There were two things that stood out with this shoot. First, I decided on a whim to shoot it outside on my landlord/pal Zsolt's 2nd story patio. We already had the lights set up inside his living room, but it was really hot since it was summer and Zsolt is European so he doesn't believe in the inefficiency of AC. Plus one side of our vantage point outside was pure black as it was nighttime and the Zsolt's patio is on the second story.

The other thing that stood out was the process of shooting. We wanted to start shooting early. However it took hours to hash out a bare bones scene that the actors could make it through. And it still wasn't pretty. By the time we finally started shooting moral and expectations were pretty low. We did two takes of the master and it was horrible. At least that's how I felt at the time.

I once read about directing techniques in regards to working with actors. In this literature there was a suggestion to be conscious of which actor you choose to cover first. Actor A might be up and running at full force, and Actor B might need to warm up a bit in order to crank out their best stuff. So shooting closeups of Actor B first will yield a sub-par performance from him/her while spending all of Actor A's mojo while he/she isn't even being shot. And in this case, I began by covering Keefe first. Now, Keefe did an excellent job in this short, but he is a less experienced actor than Miles. More importantly, Miles and I have worked together a lot and this was my first time shooting with Keefe.

At the point when I switched from the master to covering Keefe, the scene just wasn't functioning right. If the actors weren't comfortable enough with the scene to start the shoot when we took the master, then why would they be when we moved to tighter shots? In hindsight it didn't matter (see below) but it's always regrettable to continue shooting something that isn't working. Fix it before moving on... but I was more focused on damage control at that point.

So we were doing tighter shots of Keefe, and it was just not working. He wasn't warmed up yet, and I, as the camera operator, wasn't warmed up either. A few more takes and there was a breaking point. Everything I had shot looked bad, the acting was bad, the pacing was bad, and everyone was aware of this. It became a joke to all of us. Of course going into it we should have known that even if it were a great script, putting something together on the fly always makes you vulnerable.

It was then that I more or less pulled the plug. If all we were doing was wasting time, then we needed to minimize the amount of it we were wasting. The goal changed to simply getting it done. All the while we were joking about how awful it was going to be. We more or less came to the conclusion that we'd be lucky to each come away with a few shots for our reels. We've all made terrible projects before. At a certain point, it's important to know when to just give up if something isn't going to turn out. We decided to get a few takes of Miles, call it quits and go to a bar.

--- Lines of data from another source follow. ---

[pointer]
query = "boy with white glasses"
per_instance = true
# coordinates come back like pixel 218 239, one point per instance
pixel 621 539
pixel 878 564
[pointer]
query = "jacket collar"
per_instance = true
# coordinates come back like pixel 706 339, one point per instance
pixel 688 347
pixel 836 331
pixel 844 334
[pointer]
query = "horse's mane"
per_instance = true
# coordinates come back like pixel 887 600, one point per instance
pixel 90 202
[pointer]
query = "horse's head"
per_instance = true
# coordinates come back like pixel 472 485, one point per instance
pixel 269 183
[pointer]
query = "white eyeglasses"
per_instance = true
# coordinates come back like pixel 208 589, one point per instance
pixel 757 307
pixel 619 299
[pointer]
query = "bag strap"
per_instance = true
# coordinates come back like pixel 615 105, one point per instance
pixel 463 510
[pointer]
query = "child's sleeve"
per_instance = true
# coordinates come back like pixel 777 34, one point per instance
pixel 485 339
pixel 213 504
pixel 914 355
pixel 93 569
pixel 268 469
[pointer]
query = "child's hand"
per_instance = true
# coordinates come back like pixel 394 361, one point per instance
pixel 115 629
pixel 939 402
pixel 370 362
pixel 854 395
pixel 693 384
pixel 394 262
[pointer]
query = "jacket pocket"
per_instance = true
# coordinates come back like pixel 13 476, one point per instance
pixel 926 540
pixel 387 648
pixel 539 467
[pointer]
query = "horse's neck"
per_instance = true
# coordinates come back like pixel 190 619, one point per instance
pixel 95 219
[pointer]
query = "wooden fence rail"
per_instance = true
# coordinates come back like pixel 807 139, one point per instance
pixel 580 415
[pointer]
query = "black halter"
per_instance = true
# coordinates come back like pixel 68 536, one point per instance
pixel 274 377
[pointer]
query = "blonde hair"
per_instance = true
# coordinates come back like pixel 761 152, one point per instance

Granted, this was first thing I'd shot since finishing Republic of Pete. At this point in the night, all I could think about was how pathetic it was to come off of a feature making something so amateurish, how I had failed to learn anything, etc. It was a really bad feeling: doubt of the worst degree. But when we switched to shooting Miles, something changed. As we were running through takes, I found a sweet spot on the lens. And Miles tried some things with the part. And voila, it suddenly went from a worst case scenario to something I could work with. But why?

The simple fact that we stopped caring is what allowed us to get it right. Without inhibitions, it stopped being a laborious pain in the ass, and started being fun and worthwhile.

What's really nice about shooting digital is that you can readily show people what you've shot. So right after I got a good angle, I showed it to the actors. And moral was boosted. So we finished up Miles and went back and grabbed more takes of a now warmed up and on point Keefe and finished it.

Granted, the sound is still awful. But I think all in all, the scene... well to just have any scene turn out is a success in this scenario... even with bad sound. Here is the end result:

Special thanks to Ryan Holderfield for hooking it up with a nasty lens, some lights, and some lighting skills. And of course thanks to Zsolt for letting us film in his house.

This post was written while taking a break from helping edit the Alvin Greene doc I helped out a couple of days on before the election. I'm in LA working on this until mid January, doing the LA thing (working a lot and drinking a lot of coffee). I still have a ton of pics that I'll eventually use for a few pic blogs about Alvin, but I'm still figuring out exactly what I think about him. And it's likely I'll be doing that for a long, long time.